The Discipline of Comparison

At an event a couple of nights ago, I heard a handful of smart people make a bunch of none-too-sophisticated arguments about the state of society and democracy.

“It’s 1930s Germany!” said one.

“It’s industrial-age Britain,” countered another.

“Change is happening faster and faster,” offered the third.

“It’s not so bad — data and markets will win out,” concluded the fourth. (Over both idiocy and democracy, if I understood the argument correctly … an outcome that might be worse than the other two by quite a ways.)

I’d been looking forward to the event and left frustrated. We all know better, and we ought to act better, too.

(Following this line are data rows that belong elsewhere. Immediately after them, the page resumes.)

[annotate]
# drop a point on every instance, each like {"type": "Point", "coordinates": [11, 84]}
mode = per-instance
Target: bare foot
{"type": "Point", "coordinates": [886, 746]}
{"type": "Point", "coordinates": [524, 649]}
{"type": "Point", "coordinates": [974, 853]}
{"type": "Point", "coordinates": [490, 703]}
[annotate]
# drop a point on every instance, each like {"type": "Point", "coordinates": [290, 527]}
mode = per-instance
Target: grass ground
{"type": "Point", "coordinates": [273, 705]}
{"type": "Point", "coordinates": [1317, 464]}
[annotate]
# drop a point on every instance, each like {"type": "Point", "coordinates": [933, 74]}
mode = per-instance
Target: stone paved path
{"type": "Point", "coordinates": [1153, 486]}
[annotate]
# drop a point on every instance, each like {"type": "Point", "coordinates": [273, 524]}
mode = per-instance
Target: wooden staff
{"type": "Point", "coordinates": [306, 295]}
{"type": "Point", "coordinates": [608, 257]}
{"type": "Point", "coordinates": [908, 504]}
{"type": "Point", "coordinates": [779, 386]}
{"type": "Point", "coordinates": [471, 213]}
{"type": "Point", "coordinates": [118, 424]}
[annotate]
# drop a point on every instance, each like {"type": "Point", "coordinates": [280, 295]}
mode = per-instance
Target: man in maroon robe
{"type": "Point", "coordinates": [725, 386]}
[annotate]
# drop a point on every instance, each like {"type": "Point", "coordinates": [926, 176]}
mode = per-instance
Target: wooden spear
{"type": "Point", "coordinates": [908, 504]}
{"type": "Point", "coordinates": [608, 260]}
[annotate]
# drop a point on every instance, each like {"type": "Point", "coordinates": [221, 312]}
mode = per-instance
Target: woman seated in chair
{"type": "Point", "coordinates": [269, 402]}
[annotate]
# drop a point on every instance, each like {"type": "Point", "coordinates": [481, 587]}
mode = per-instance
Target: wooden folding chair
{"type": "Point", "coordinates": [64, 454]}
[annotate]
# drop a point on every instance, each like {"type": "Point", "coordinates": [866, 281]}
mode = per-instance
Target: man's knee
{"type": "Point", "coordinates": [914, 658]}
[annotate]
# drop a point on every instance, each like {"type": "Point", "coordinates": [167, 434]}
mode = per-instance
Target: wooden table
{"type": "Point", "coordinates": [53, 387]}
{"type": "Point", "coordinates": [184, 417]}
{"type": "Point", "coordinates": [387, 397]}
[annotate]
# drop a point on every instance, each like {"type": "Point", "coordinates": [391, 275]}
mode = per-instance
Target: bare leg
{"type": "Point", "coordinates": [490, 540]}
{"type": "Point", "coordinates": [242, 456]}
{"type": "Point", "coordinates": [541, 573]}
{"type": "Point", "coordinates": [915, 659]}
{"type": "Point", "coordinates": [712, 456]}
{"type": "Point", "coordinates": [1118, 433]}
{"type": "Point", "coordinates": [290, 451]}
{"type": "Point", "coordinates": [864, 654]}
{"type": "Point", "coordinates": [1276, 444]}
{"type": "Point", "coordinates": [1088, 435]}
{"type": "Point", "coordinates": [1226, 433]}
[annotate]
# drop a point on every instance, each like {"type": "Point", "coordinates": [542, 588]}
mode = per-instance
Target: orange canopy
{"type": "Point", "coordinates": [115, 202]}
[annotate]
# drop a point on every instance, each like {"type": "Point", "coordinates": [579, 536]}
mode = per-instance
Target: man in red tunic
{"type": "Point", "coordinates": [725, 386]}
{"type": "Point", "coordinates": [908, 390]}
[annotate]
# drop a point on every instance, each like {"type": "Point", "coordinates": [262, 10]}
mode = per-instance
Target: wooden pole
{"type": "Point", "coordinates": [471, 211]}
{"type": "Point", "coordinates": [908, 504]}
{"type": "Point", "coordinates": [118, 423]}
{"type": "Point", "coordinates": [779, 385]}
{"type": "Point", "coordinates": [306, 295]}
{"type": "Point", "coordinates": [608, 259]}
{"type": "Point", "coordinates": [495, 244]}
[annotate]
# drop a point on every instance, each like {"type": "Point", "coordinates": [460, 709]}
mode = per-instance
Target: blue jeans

Everyone argues in metaphors and comparisons, and that’s not about to stop. (I don’t wish that, either — if I couldn’t use metaphor, I couldn’t write!) But we can be responsible speakers and listeners by simply demanding not better facts but better comparisons.

In honor of Richard Neustadt and Ernest May, who developed this framework in Thinking in Time, let me urge that we don’t offer or accept a comparison that doesn’t come with a clear statement of the specific likenesses and differences intended in the comparison.

Better yet, we could also demand to know what’s known, unknown, and presumed in the data from which the argument is constructed.

If we can’t ask — or an author or speaker can’t answer — these deceptively simple questions, treat the argument as an emotional opinion rather than a solid, fact-based comparison.

Deliberate misinformation is indeed a problem. But 90 minutes of shoddy comparisons made and (apparently) accepted by people who think they’re smarter than that isn’t much of a step on the road to truth.